Etre sans emploi signifie souvent en premier lieu, pour le public précédemment ciblé, manquer de sollicitations extérieures et être condamné à l’inaction : d’abord parce que le chômage prive de l’un des contextes principaux permettant d’agir sur l’environnement, et ensuite parce que cette privation d’activité professionnelle entraîne rapidement, dans la très grande majorité des situations, une perte des activités extra-professionnelles.

Ce renforcement de l’inactivité par la perte des activités extra-professionnelles a sans doute de multiples origines :

  • La diminution des revenus met parfois dans l’impossibilité de poursuivre des activités devenues inabordables.
    ‘« Je ne fais plus de musculation parce que ça coûte deux cents francs par mois. Je ne vais plus non plus chez des amis parce que je ne peux pas emmener un gâteau ou un livre pour les enfants. Quand je suis invité, je trouve une excuse. »’ [M. C.]

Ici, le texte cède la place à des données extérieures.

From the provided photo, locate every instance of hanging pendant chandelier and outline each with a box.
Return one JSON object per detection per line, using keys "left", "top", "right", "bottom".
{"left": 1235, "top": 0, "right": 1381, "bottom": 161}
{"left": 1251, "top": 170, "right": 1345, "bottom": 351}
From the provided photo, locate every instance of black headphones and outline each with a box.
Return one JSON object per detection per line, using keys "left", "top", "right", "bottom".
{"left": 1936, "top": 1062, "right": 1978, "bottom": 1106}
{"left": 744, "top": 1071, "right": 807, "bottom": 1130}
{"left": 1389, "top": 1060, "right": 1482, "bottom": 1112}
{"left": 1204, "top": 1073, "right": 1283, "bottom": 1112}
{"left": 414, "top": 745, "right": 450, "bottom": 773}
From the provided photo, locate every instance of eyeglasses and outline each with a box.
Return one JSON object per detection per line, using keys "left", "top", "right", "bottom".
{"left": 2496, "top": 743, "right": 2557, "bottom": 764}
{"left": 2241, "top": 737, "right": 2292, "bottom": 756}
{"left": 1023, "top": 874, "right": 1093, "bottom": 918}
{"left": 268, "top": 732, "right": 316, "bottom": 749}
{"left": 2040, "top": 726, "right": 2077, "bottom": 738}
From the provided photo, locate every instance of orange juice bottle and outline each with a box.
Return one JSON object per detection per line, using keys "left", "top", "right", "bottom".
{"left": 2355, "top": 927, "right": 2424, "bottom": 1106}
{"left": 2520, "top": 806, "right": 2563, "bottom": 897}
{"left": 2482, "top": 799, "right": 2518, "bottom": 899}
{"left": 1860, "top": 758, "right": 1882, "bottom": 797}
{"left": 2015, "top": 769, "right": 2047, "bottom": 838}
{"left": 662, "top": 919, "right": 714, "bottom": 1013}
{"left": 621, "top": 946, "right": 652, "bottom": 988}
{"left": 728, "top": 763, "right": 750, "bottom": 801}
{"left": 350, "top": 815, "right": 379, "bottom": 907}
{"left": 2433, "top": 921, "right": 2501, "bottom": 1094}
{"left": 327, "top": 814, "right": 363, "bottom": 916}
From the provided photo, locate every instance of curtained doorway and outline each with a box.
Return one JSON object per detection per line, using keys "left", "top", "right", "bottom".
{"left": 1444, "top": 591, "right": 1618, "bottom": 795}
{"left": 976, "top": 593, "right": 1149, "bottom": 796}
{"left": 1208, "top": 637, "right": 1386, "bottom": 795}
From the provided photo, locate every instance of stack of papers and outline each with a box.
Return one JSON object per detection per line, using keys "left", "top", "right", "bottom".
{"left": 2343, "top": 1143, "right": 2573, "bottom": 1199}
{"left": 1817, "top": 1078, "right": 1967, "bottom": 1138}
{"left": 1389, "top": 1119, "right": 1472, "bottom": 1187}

  • Le faible niveau de qualification ou la dextérité manuelle réduite place souvent dans l’incapacité de recourir à des activités sublimatoires de substitution.
    « ‘Je ne suis pas bricoleur, autrement, je pourrais faire quelque chose. Mais moi, c’est les gros boulots qui me conviennent.’ » [M. C.]
    « ‘Je fais le jardin, mais quand il est fini, il faut que trouve une occupation. Et je ne suis pas d’un tempérament à lire, ça m’énerve. »’ [Léon]

  • L’inquiétude liée à l’incertitude de l’avenir ne laisse guère de disponibilité pour investir et prendre plaisir à de nouvelles activités.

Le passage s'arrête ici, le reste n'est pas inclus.